Another approach for speeding up Python is to write the low level glue code manually in C/C++. This requires intimate knowledge of the CPython API as well as the addition of a large amount of boilerplate code for manual data type conversion and memory management. While this gives a lot of control to the programmer, it also places limitations on productivity due to the time consuming nature of programming at such a low level. Additionally, this approach intimately depends on the internals of the original Python implementation, and is not portable to other implementations of the same programming language such as PyPy, Jython, or IronPython.

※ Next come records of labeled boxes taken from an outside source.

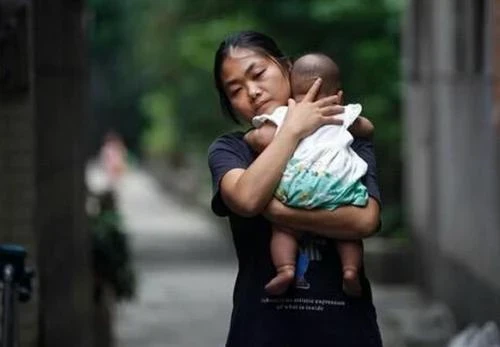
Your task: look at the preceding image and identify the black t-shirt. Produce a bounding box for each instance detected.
[208,132,382,347]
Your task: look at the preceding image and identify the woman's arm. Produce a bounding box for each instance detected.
[264,198,380,240]
[348,116,375,138]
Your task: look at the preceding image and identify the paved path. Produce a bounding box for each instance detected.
[99,164,452,347]
[111,169,236,347]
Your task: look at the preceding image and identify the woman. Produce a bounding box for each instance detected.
[209,32,381,347]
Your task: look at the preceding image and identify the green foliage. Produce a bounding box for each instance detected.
[89,204,136,300]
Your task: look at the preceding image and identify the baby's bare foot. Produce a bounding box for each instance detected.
[265,265,295,295]
[342,267,362,296]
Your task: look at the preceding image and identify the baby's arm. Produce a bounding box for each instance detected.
[348,116,375,138]
[244,122,276,153]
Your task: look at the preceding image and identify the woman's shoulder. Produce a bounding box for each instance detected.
[208,131,248,153]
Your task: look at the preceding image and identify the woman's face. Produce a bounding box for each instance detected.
[221,48,290,122]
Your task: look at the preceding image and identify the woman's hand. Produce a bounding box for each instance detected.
[280,78,344,139]
[263,197,380,240]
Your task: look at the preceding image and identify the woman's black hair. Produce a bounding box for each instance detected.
[214,31,289,124]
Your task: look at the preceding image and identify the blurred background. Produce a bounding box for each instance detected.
[0,0,500,347]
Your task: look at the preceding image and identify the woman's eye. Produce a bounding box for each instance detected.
[254,69,266,78]
[230,88,241,96]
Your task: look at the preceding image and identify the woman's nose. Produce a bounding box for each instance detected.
[248,84,262,99]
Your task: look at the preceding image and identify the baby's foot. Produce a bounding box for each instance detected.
[265,265,295,295]
[342,266,362,296]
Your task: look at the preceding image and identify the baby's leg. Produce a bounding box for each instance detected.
[265,225,297,295]
[337,241,363,296]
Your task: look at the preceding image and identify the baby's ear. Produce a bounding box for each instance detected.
[337,90,344,105]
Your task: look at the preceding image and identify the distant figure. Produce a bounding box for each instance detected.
[100,131,127,182]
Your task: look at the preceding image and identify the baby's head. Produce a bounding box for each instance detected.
[290,53,342,102]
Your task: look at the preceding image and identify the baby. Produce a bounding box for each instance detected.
[245,53,373,296]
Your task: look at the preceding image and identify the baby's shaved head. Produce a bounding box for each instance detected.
[291,53,340,98]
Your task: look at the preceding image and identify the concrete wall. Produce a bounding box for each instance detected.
[403,0,500,323]
[0,0,94,347]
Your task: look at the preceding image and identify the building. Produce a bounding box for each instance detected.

A third approach is to use the Ctypes module that is included by default in the Python interpreter. Ctypes is a foreign function library for Python that provides C compatible data types that can be used to call functions directly from compiled DLL or shared library files. Ctypes works at the application binary interface (ABI) level rather than the application programming interface (API) level. One still needs to provide descriptions in Python of the exact signatures of the functions that are being exported. In fact one has to be quite careful, because at the ABI level if there is any mismatch, one can get quite nasty segmentation faults and data corruption errors, whereas the worst that can happen at the API level is for the program not to compile. Again, like the approach taken by Cython, this violates the DRY principle since declarations must be copied into Python.